El arenero
Hay un momento inefable en la lidia. El hombre solo en los medios. Todos los Ojos fijos en él; y él, recreándose en la suerte, ultima la faena y, con los trastos plegados, se dirige -tan despacio, andándole a la vida y a la muerte- a tablas. Nadie le aplaude, pero todos le miran. ¡La plaza entera en suspenso! Sólo los pies de él en el albero. Momento indecible.Es el arenero. No es fácil que el periódico reseñe su labor en la corrida, ni siquiera cuando para sepultar un cagallón de proboscídeo o secar un charco sangre tamaño Baikal la cuadrilla ha tenido, a fuerza de hincar la pala y trasegar espuertas, que remover himalayas de arena. Pero el mérito de esa brega no aparece en la crónica, ni tampoco quedará para la posteridad, escrito en letras de molde, el inimitable estilo que Fulano o Mengano tuvo para manejar el cepillo desmayando el brazo, gustándose hasta decir basta.
En Las Ventas los areneros hacen el paseíllo con el mejor de los donaires. Da gloria verles, con su multicolor terno merecedor de la envidia de los gremios de acomodadores -y aún de domadores- portugueses, saliendo al ruedo, describiendo detrás del cortejo todo de alguacilillos, espadas, peones, varilargueros y monosabios esa extraña curva que les mete a todos, mientras el público aceza de expectación, a los pies del palco del presidente. Con orgullo torero, los areneros se destocan como el que más.
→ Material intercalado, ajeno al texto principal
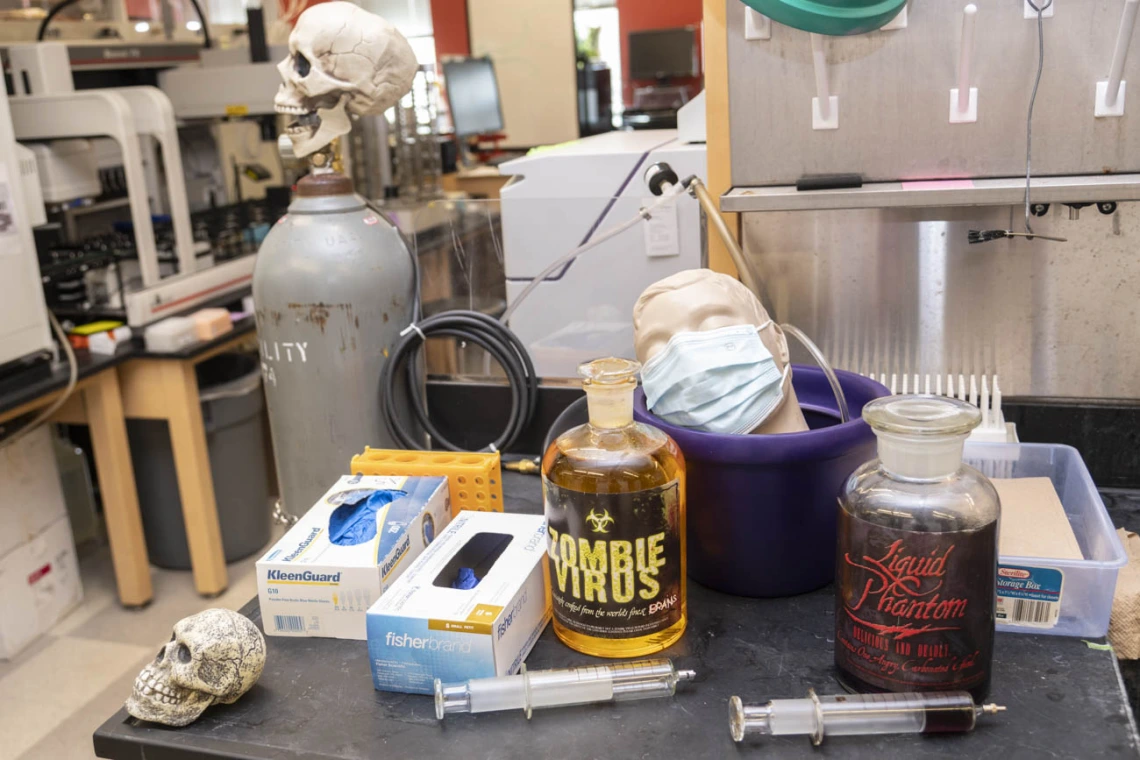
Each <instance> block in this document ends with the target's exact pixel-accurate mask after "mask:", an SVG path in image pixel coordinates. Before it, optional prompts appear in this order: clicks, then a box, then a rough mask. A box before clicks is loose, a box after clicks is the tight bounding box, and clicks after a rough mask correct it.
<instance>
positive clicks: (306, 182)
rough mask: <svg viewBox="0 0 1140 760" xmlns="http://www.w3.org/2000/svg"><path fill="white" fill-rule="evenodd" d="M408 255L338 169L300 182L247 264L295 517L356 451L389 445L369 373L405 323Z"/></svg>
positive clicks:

Ese es el único momento en el que los aplausos les rinden homenaje. La fiesta, bien mirado, es avara con sus héroes.
A ojos del espectador extranjeruzo, o del aborigen indocumentado -que es especie que abunda, incluso en la plaza, lo cual dice mucho bueno sobre lo tolerante de los aficionados, que no impiden a nadie que se acerque a disfrutar de la lidia- los areneros son, palmo más palmo menos, como los monosabios. ¡Craso error, don Akihito! ¿Por qué no se fija? ¿Para qué, vamos a ver, estarán los blusones? Si los de los monosabios son pimentón rabioso, y los de los areneros verde aceituno, por algo será.
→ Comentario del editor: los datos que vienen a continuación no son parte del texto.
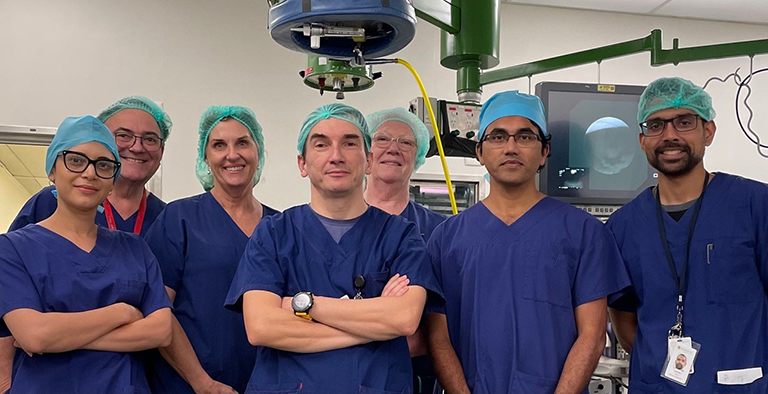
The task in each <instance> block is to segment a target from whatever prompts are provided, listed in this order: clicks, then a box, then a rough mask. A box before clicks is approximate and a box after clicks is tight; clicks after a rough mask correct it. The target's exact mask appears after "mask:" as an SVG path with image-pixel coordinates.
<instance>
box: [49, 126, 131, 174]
mask: <svg viewBox="0 0 768 394" xmlns="http://www.w3.org/2000/svg"><path fill="white" fill-rule="evenodd" d="M88 142H99V143H101V144H102V145H104V146H106V147H107V149H109V151H110V153H112V155H113V156H114V157H115V160H116V161H117V162H118V163H119V162H120V156H119V155H118V154H117V144H116V143H115V137H114V136H113V135H112V132H110V131H109V129H108V128H107V126H104V123H102V122H101V121H100V120H98V119H96V118H94V117H93V116H91V115H86V116H80V117H70V118H66V119H64V121H63V122H61V125H59V128H58V130H56V134H55V135H54V136H53V140H52V141H51V144H50V145H48V151H47V152H46V154H45V173H46V174H50V173H51V170H53V164H54V163H55V162H56V158H57V157H58V156H59V154H60V153H61V152H63V151H65V150H68V149H72V148H74V147H76V146H78V145H81V144H85V143H88ZM119 176H120V168H119V167H118V169H117V174H115V178H114V180H115V181H116V180H117V177H119Z"/></svg>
Y no se trata de que el color de uno y otro sea precisamente ése por un afán de simbolizar quisicosas y de dar que hablar: el busilis reside en que cada cuadrilla lleva, como si dijésemos, su coromatismo coromático para que se vea que cauno es cauno.
Lo del monosabio es más agradecido, porque trajinan con caballos de picar y petos en el tercio de varas, y cuando llega la ocasión se lucen tomando el olivo o haciendo quites a base de arrojar la gorra a la fiera, ahí a tres pasos. El monosabio, ostensiblemente, sale a torear dispuesto a que se fijen en él. Y eso, en la lidia, es requetelícito.
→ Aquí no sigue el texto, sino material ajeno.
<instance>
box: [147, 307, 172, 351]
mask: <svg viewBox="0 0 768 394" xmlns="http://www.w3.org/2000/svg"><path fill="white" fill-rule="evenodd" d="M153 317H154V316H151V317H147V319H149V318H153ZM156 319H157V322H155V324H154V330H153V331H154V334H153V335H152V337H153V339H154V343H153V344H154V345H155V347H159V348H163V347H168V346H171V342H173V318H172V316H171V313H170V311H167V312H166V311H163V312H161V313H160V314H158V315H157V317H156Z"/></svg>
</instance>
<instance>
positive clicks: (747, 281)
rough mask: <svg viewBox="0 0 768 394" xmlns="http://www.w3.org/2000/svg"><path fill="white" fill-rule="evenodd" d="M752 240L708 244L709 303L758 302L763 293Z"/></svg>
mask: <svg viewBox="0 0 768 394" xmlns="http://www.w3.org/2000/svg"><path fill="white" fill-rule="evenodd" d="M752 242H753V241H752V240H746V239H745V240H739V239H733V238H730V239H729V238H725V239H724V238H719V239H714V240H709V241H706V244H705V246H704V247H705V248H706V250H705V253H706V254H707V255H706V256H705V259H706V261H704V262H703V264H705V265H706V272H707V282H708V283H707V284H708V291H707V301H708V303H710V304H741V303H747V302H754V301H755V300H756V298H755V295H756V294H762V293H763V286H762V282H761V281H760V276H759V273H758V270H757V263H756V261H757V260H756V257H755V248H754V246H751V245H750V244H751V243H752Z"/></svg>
En cambio a priori la labor del arenero parece condenada al anonimato. Unicamente escasos paladares saborearán las honduras de sus andares, el conocimiento para pisar los terrenos, la ligazón en medio de la suerte.
Pero ese momento. Cuando en el albero, relimpio, renacido, no queda nadie. Sólo el regusto del toro arrastrado momentos antes,; la esperanza del toro que va a salir. Ese momento. Todos los ojos. El arenero solo.